訪問中のウクライナ・キーウで記者会見するフォンデアライエン欧州委員長(20日)=AP
【ブリュッセル=辻隆史】
欧州連合(EU)のフォンデアライエン欧州委員長は20日、ロシアの凍結資産を活用し、ウクライナに350億ユーロ(約5.6兆円)を融資する方針を明らかにした。
主要7カ国(G7)が6月に大筋合意した約500億ドル(約7.2兆円)の支援枠組みで、EUの貢献額を積み増す。
訪問先のウクライナの首都キーウ(キエフ)で、同国のゼレンスキー大統領と共同記者会見を開いて発表した。実現にはEU加盟国と欧州議会の承認が必要となる。
6月のG7サミット(首脳会議)では、約500億ドルを12月末までに融資することでまとまった。ロシアの凍結資産から生じる運用益を返済原資に充てる。
EUには200億ドルを貸し付ける案があったが、フォンデアライエン氏はさらに増やす考えを明示した。
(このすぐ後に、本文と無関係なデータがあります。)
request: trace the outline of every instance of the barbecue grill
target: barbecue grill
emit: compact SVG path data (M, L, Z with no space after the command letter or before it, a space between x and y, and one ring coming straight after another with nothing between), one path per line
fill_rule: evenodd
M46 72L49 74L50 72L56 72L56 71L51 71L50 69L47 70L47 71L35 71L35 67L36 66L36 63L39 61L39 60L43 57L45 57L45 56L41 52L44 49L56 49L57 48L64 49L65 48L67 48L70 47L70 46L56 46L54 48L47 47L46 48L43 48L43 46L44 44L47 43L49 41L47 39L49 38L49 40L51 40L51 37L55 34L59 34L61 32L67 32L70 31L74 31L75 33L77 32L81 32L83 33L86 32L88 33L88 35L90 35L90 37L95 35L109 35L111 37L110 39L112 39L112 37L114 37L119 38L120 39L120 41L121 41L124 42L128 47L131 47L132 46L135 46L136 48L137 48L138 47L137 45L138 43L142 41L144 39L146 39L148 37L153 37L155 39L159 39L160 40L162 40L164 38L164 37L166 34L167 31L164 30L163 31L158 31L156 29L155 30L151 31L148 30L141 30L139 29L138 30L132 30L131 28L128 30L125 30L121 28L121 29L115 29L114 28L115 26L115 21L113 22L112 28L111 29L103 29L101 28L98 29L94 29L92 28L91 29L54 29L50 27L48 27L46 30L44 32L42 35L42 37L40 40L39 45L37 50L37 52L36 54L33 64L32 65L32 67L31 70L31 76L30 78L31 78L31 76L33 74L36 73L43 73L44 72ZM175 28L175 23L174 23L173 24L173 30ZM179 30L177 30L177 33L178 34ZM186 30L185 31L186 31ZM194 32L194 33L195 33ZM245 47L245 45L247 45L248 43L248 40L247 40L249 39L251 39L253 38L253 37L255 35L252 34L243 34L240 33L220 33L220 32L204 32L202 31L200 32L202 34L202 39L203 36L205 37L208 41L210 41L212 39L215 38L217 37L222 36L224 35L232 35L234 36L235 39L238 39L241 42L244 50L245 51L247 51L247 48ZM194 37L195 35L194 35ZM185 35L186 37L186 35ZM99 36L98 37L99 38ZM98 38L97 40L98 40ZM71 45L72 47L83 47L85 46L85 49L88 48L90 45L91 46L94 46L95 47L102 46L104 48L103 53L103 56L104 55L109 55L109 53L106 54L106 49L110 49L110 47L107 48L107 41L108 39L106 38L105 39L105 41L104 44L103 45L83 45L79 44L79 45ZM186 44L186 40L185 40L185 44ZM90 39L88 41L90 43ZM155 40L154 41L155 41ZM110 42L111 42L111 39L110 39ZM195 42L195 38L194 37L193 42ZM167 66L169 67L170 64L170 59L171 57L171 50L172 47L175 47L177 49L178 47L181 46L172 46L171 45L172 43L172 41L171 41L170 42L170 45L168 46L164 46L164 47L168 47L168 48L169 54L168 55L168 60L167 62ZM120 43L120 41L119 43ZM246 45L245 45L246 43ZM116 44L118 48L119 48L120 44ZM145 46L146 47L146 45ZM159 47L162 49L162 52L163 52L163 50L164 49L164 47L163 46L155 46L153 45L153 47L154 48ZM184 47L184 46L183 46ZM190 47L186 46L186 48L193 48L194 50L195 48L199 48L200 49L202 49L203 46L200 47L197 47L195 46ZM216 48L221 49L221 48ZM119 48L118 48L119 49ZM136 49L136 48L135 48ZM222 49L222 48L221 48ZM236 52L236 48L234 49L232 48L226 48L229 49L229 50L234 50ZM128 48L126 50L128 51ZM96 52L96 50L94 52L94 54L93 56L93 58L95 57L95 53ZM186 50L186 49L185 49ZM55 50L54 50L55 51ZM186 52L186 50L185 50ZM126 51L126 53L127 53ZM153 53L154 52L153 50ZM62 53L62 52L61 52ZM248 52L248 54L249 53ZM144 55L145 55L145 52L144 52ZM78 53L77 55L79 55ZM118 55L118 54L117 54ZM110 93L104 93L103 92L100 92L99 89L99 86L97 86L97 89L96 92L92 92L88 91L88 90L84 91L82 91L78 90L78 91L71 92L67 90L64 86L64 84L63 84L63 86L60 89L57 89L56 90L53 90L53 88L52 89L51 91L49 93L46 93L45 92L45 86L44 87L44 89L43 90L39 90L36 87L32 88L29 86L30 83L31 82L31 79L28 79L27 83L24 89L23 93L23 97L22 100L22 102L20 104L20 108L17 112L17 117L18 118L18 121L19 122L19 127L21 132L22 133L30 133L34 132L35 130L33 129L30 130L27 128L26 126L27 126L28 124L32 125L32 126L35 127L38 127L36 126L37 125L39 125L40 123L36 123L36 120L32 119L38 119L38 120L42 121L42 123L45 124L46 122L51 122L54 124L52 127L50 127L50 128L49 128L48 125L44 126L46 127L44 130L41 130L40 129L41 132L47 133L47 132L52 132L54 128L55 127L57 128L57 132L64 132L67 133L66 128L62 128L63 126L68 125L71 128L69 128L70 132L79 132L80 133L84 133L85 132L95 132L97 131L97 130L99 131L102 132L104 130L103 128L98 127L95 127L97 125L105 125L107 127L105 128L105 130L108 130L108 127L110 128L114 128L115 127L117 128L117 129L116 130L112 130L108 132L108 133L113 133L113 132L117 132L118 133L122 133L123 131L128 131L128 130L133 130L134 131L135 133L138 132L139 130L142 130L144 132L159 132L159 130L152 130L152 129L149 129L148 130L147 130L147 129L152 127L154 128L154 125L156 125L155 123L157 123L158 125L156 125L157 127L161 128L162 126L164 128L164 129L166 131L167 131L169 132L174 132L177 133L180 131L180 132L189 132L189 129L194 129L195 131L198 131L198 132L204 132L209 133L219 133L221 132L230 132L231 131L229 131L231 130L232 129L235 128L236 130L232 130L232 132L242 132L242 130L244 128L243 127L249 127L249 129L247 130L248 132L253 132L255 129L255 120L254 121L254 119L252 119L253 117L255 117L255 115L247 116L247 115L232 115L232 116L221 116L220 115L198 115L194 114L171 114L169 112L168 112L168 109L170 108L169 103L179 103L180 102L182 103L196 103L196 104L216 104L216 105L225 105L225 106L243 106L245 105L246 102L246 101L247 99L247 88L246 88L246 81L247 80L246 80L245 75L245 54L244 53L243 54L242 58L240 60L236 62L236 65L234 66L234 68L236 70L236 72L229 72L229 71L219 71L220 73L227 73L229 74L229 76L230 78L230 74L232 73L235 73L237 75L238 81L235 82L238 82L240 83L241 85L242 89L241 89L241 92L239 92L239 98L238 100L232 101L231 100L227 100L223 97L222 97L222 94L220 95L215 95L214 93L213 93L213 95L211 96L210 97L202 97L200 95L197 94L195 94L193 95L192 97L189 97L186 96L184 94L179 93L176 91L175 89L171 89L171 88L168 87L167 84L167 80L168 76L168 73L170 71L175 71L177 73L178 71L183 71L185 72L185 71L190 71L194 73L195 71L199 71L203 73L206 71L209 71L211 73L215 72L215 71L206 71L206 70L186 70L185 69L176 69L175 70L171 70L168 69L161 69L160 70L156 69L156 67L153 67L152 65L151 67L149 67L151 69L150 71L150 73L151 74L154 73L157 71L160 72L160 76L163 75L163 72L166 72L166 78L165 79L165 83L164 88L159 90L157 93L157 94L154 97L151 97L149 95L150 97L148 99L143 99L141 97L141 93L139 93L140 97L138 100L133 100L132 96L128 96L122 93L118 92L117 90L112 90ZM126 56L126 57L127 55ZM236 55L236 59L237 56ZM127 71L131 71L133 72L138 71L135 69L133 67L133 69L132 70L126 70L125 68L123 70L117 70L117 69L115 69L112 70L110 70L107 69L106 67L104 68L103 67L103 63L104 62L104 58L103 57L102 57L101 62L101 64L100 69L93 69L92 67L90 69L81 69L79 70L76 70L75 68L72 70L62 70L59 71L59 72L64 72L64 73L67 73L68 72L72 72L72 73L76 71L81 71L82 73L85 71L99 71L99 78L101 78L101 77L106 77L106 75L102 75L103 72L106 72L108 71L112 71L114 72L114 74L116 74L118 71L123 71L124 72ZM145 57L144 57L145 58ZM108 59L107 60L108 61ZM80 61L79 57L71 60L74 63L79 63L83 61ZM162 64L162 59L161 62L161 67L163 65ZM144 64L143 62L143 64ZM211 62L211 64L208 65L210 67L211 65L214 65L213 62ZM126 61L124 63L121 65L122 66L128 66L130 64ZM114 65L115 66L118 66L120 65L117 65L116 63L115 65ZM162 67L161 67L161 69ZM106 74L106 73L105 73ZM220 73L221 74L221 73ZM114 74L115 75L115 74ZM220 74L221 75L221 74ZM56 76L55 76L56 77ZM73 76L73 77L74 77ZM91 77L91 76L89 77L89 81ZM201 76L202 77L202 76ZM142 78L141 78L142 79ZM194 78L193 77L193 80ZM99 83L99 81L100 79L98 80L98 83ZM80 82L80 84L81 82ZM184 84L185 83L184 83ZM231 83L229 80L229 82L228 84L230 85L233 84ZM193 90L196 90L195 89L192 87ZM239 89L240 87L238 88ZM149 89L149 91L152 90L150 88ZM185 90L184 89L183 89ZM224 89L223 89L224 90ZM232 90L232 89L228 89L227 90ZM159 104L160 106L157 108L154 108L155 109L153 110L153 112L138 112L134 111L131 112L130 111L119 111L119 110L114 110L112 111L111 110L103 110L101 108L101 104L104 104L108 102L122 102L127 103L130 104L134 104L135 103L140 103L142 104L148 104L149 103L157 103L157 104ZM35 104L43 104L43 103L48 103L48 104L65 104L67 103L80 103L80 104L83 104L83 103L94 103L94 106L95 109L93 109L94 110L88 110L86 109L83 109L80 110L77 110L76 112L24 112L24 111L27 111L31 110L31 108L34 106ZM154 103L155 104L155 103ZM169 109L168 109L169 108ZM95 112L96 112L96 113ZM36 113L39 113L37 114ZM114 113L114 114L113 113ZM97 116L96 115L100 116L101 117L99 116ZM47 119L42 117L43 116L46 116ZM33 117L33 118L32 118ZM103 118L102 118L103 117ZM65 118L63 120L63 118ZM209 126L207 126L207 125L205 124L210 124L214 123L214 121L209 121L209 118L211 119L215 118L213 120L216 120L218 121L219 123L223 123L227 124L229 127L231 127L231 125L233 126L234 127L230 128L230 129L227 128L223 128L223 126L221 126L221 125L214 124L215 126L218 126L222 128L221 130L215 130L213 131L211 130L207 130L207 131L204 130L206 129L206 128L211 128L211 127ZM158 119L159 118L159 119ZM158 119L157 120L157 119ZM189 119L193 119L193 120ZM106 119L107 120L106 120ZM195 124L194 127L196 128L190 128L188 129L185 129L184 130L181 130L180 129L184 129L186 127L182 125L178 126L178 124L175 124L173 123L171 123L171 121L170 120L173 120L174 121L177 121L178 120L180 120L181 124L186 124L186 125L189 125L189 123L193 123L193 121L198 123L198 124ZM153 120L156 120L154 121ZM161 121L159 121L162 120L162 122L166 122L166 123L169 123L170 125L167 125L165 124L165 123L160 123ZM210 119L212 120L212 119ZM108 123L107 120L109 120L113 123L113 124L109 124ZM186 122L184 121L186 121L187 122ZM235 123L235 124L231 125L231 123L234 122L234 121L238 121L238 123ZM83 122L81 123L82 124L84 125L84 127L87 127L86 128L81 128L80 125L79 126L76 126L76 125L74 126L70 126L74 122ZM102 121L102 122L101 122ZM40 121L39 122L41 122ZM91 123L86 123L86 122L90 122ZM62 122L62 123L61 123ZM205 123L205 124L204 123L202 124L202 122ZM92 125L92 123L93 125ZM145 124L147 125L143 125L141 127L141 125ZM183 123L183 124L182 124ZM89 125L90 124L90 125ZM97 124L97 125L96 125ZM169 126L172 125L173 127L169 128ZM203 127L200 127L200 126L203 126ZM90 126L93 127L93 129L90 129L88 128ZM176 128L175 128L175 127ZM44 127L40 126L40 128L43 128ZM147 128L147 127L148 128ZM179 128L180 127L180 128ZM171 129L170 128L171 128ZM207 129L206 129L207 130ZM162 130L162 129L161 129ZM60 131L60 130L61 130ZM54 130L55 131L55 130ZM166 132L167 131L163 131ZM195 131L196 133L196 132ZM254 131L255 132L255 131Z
ゼレンスキー氏は記者会見で、資金は数カ月以内に受け取れるとの見通しを示した。防空システムやシェルターなどの整備費用に使うとも説明した。
G7全体での詳細な制度設計は難航している。費用分担の前提となる融資の償還確実性をどう担保するかを巡り、各国が歩み寄れていない。
米国は凍結したロシア資産の活用について、長期で保証する仕組みを要求しているとみられる。